Fare and Age features exploration#

Because PDP plots hinted non-linear interaction in these two variables, let’s take a closer look and visualize them individually and in jointly.

auto.analyze_interaction(x='Fare', hue='Survived', train_data=df_train, test_data=df_test, chart_args=dict(fill=True))
../../_images/ae1a6b4d537e7593ac5347c7ed26e92addf35c5834e582355436f9abfcf2e88e.png
auto.analyze_interaction(x='Age', hue='Survived', train_data=df_train, test_data=df_test)
../../_images/d986991f86d31a079194de15756602d5e8e58cd4f3142554bc4ed5bcef775c47.png

The very left part of the distribution on this chart possibly hints that children and infants were the priority.

auto.analyze_interaction(x='Fare', y='Age', hue='Survived', train_data=df_train, test_data=df_test)
../../_images/010a64c0ef739322b62b502aa8f626d1586fee1152351ff9f653dd6e1c7fc612.png

This chart highlights three outliers with a Fare of over $500. Let’s take a look at these:

df_train[df_train.Fare > 400]
PassengerId Survived Pclass Name Sex Age SibSp Parch Ticket Fare Cabin Embarked
258 259 1 1 Ward, Miss. Anna female 35.0 0 0 PC 17755 512.3292 NaN C
679 680 1 1 Cardeza, Mr. Thomas Drake Martinez male 36.0 0 1 PC 17755 512.3292 B51 B53 B55 C
737 738 1 1 Lesurer, Mr. Gustave J male 35.0 0 0 PC 17755 512.3292 B101 C

As you can see all 4 passengers share the same ticket. Per-person fare would be 1/4 of this value. Looks like we can add a new feature to the dataset fare per person; also this allows us to see if some passengers travelled in larger groups. Let’s create two new features and take at the Fare-Age relationship once again.

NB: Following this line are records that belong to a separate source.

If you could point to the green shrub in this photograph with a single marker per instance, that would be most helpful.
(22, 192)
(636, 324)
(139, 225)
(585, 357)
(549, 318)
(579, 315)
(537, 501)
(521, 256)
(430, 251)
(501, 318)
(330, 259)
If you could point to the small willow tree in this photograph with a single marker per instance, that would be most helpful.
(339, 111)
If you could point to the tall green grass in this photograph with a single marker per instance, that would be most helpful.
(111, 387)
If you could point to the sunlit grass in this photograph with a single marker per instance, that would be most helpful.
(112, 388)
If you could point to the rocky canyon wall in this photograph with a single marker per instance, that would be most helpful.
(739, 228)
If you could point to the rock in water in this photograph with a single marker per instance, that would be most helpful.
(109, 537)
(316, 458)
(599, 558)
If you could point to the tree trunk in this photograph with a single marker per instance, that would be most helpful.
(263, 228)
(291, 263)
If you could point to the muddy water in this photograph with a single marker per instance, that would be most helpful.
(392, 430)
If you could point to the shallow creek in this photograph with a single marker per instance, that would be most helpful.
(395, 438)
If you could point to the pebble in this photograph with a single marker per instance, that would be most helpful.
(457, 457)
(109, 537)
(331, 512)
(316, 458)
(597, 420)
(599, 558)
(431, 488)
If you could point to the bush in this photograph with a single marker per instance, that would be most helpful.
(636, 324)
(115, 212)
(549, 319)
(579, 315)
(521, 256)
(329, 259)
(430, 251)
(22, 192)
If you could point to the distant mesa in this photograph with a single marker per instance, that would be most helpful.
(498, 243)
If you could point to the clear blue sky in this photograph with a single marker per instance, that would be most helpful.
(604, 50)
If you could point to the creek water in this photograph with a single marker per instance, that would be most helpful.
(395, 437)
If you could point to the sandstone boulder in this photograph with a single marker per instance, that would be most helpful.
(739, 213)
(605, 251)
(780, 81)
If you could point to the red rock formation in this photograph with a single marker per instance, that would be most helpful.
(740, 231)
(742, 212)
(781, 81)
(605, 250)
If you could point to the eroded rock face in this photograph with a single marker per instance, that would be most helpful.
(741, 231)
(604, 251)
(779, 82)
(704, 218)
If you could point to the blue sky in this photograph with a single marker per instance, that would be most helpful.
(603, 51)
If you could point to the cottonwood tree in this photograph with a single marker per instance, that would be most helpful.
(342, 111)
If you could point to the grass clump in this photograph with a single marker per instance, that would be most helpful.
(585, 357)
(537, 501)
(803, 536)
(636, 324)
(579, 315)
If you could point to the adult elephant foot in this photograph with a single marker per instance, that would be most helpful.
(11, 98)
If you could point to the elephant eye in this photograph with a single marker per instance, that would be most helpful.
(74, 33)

ticket_to_count = df_train.groupby(by='Ticket')['Embarked'].count().to_dict()
data = df_train.copy()
data['GroupSize'] = data.Ticket.map(ticket_to_count)
data['FarePerPerson'] = data.Fare / data.GroupSize

auto.analyze_interaction(x='FarePerPerson', y='Age', hue='Survived', train_data=data)
auto.analyze_interaction(x='FarePerPerson', y='Age', hue='Pclass', train_data=data)
../../_images/f083596b56572c615c7b3c9f26a43c48b1c7fad0c446f63e3da18c755b81ea16.png ../../_images/1befc4e9be45164c79367e830e7e346947d3da823bfb61604305dd223ac88789.png

You can see cleaner separation between Fare, Pclass and Survived now.